The film is an unmistakably sympathetic look at the history and culture of Saudi Arabia, and by extension its Islamic roots, but they don't shy from discussing the emerging role of women within Saudi culture. A significant portion of the movie directly discusses the issue, albeit in a largely positive light. The role of women in Saudi society is traced to it's origin in the nomadic Bedouin culture where women often outnumbered men and required a great deal of protection (from whom, Arabia leaves tactfully unsaid).
Saudi poet and activist Nimah Ismail Nawwab chronicles her experiences and views as a woman working with, and at times against, her society to be heard. She takes special care to note that Islam allows her the dignity to continue her struggle, and Arabia seems to imply, if not implicitly state, the distinction between culture and religion that may hopefully allow women to have an equal role in society.

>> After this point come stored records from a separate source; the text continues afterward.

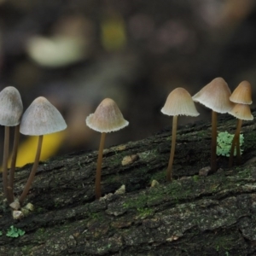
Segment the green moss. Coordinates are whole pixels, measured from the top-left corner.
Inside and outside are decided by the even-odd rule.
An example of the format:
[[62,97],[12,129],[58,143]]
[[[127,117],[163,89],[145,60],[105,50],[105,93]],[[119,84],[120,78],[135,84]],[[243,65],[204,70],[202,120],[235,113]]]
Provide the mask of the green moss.
[[[217,151],[218,155],[230,156],[231,144],[233,141],[234,135],[229,133],[228,131],[218,132],[217,137]],[[242,146],[244,142],[244,137],[242,134],[240,134],[240,147]],[[242,149],[241,148],[241,154],[242,154]],[[236,155],[236,148],[235,148],[234,155]]]

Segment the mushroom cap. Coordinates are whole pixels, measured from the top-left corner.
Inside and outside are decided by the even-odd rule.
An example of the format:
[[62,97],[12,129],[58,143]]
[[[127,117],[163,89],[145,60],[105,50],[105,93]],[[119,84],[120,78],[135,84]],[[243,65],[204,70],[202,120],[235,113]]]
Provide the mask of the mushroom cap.
[[13,86],[0,92],[0,125],[16,126],[20,124],[23,105],[19,90]]
[[231,91],[222,78],[216,78],[204,86],[192,98],[218,113],[227,113],[233,108],[230,101]]
[[104,99],[85,122],[87,126],[99,132],[119,131],[129,125],[115,102],[109,98]]
[[65,130],[67,124],[58,111],[46,98],[36,98],[25,111],[20,132],[40,136]]
[[241,120],[253,120],[250,107],[247,104],[236,104],[229,112],[231,115]]
[[235,89],[230,100],[235,103],[252,104],[252,86],[248,81],[241,81]]
[[174,89],[168,96],[161,113],[167,115],[198,116],[190,94],[183,88]]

The film has it's most gripping moments when it discusses the Hajj, and shows the great masses of humanity that converge on the Great Mosque in Mecca every year. Literally millions of people from 160 countries come as equals to worship, and Arabia captures some of that drama. As the first, and so far only, film shot entirely in Saudi Arabia, this central narrative of Islam is visually captured in the swirling mass of pilgrims that encircles the Ka'ba seven times.
Perhaps one of the more refreshing things about Arabia is the way it incorporates IMAX 3D technology in a way that enhances the story. All too often, movie makers (and hardly just IMAX ones), fall in love with their toys and lose any sense of artistry in their production. Both the wild terrain of deserts and mountains and the aggressively modern skylines of Saudi cities lends itself to this medium, but they also manage to capture the intimacy of family gatherings and the claustrophobia of ancient tombs as well. It may very well be the best use of IMAX 3d technology I've seen yet.